The problem is, I’m in debt due to my last-place husband. My boyfriend always talks about how he is debt-free except for his mortgage. We are in love and committed to each other.
Do I have to tell him about my debt when we have said we don’t want to remarry? I am perplexed about the debt.
Dear L .,
You aren’t obligated to disclose every single aspect of your life and finances to your suitor. Of track you’d need to tell him you have debt if you were talking about marrying or moving in together. That’s not the case here.
As long as your pay isn’t impacting him, you shouldn’t feel guilty for not telling him. But I wonder if you’d feel better if you told him.
I’m going to paraphrase Dan Savage, the acclaimed enjoy and gender opinion reporter, and give you the advice he often reproduces when someone is scared to reveal something about themselves to a partner: If you tell your boyfriend about your indebtednes, you’ll be divulging one thing about yourself. His reaction will reveal everything about him.
What I’m hoping is that you’re underestimating your sweetheart. You say he “always” talks about being debt-free aside from his mortgage. It may be that he’s simply more open to discussing money than you, so it feels like he’s constantly talking about his lack of debt.
Context troubles a lot here, more. Is he accompanying it up because he’s proud of the accomplishment? Or because he’s stimulated about all the things he can do because his expenditures are low? That’s a lot different than if he’s the type of person who thinks that just because he’s debt-free, anyone else who has debt is irresponsible.
Your boyfriend’s reaction isn’t the only thing to consider when you make this decision. Be honest with yourself: By continue this secret, are you spending more money because you’re trying to pretend like you don’t have any obligations? When you’re not upfront about your financial positions, you often wind up with a lifestyle you can’t afford. You say yes to the vacations and restaurants that are out of your budget because you don’t want anyone to suspect that you’re struggling.
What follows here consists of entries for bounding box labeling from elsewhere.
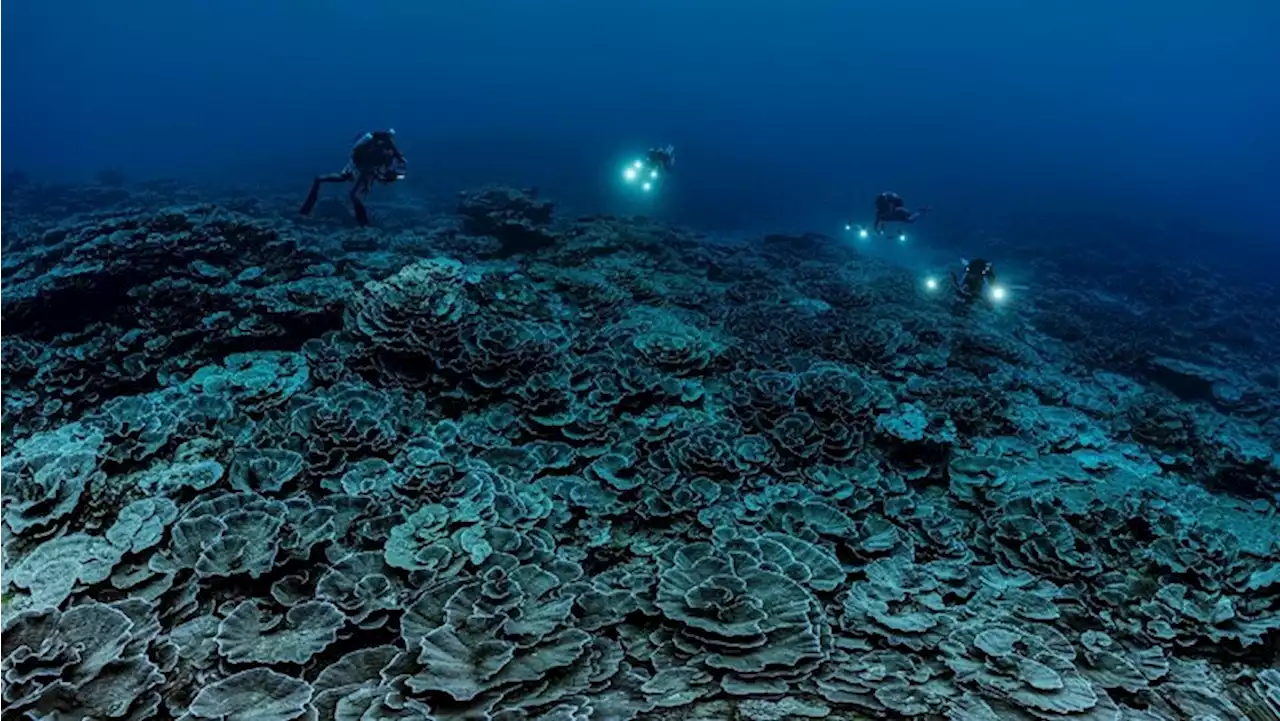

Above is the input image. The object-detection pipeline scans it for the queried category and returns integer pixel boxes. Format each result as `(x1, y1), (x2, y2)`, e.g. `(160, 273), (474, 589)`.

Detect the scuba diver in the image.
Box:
(298, 129), (407, 225)
(645, 143), (676, 174)
(951, 257), (1005, 304)
(622, 145), (676, 192)
(874, 192), (929, 233)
I have no idea if this is happening here. You don’t say how much obligation “youve had” or whether it’s practicable. But if this debt devours up a significant part of your income and you’re a duo who tends to split things relatively evenly when you go out on appointments or travel together, it’s something you need to seriously consider.
One benefit of telling your boyfriend is that opening up can be a relief. Keeping a bad situation secret merely compounds the stress. When you look at something through the lens of shame, it often becomes far worse than it actually is in your mind.
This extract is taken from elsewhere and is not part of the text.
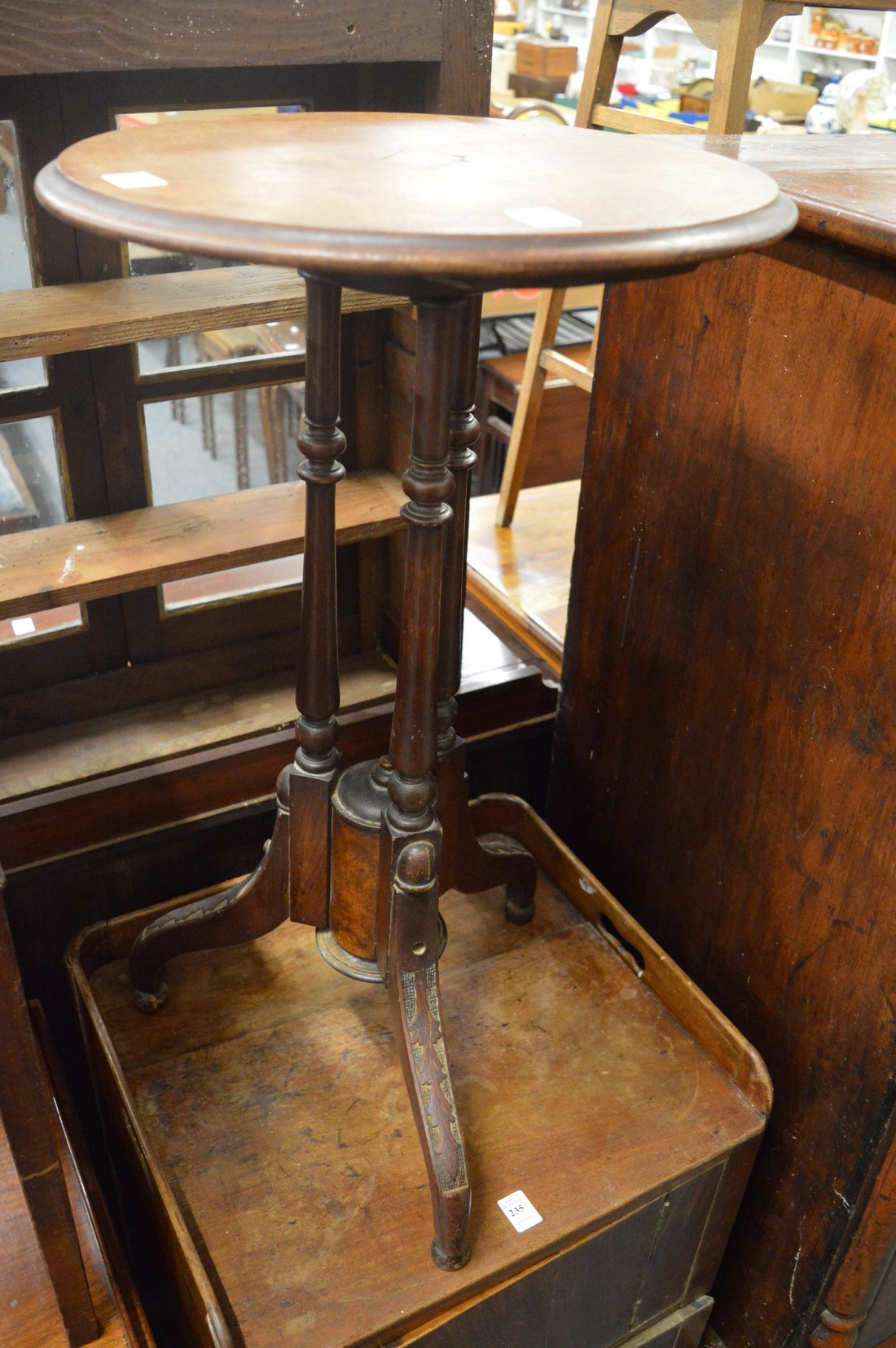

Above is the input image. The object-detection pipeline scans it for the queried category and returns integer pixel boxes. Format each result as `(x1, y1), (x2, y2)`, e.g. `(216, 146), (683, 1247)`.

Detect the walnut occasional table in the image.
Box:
(37, 113), (797, 1268)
If you haven’t told anyone about this lurk obligation, consider telling a trusted friend or own family members first. Doing so could help you gauge your boyfriend’s reaction. You may also discover that talking about this isn’t as terrifying as you’ve imagined.
Regardless of how you proceed with your boyfriend, I hope you recognise that not talking about this debt isn’t going to make it disappear. You need a plan for how to inhibit this debt, whether that involves paying it off as quickly as possible or maintaining the monthly pays as feasible as is practicable. If you haven’t done so, consider making an appointment with a financial planner or counselor to make sure your plan is solid. You may feel better about telling your boyfriend you have debt if you can also talk with confidence about how you’re administration it.
Not to add to your distres, but the longer you keep this a secret, the harder it will be should you eventually open up. Even “the worlds largest” pity collaborator may be hurt to learn that you’ve been deterring pay a secret for years because you were afraid of their action. Conversely if he doesn’t react well, your pain will be exacerbated after vesting many years together.
I won’t try to pretend that learning your debt is a deal-breaker for him wouldn’t be incredibly painful. I certainly understand why the easiest thing to do is not to talk about this when you’re happy and in love. Still, I think it’s important to know whether he attends more about you or your net worth.
Whatever you choose, I hope you can stop feeling flustered about your debt. It’s not a character flaw. Life can throw a great deal of surprising snags at you. Sometimes your battle meanders come in the form of debt. Hopefully after seven decades in the world, your sweetheart is careful enough to recognize that.
Robin Hartill is a verified financial planner and a elderly writer at The Penny Hoarder. Send your complicated money questions to AskPenny @thepennyhoarder. com.
This was originally published on The Penny Hoarder, which assistances millions of books worldwide deserve and save money by sharing unique job opportunities, personal narratives, freebies and more. The Inc. 5000 ranked The Penny Hoarder as the fastest-growing private media company in the U.S. in 2017.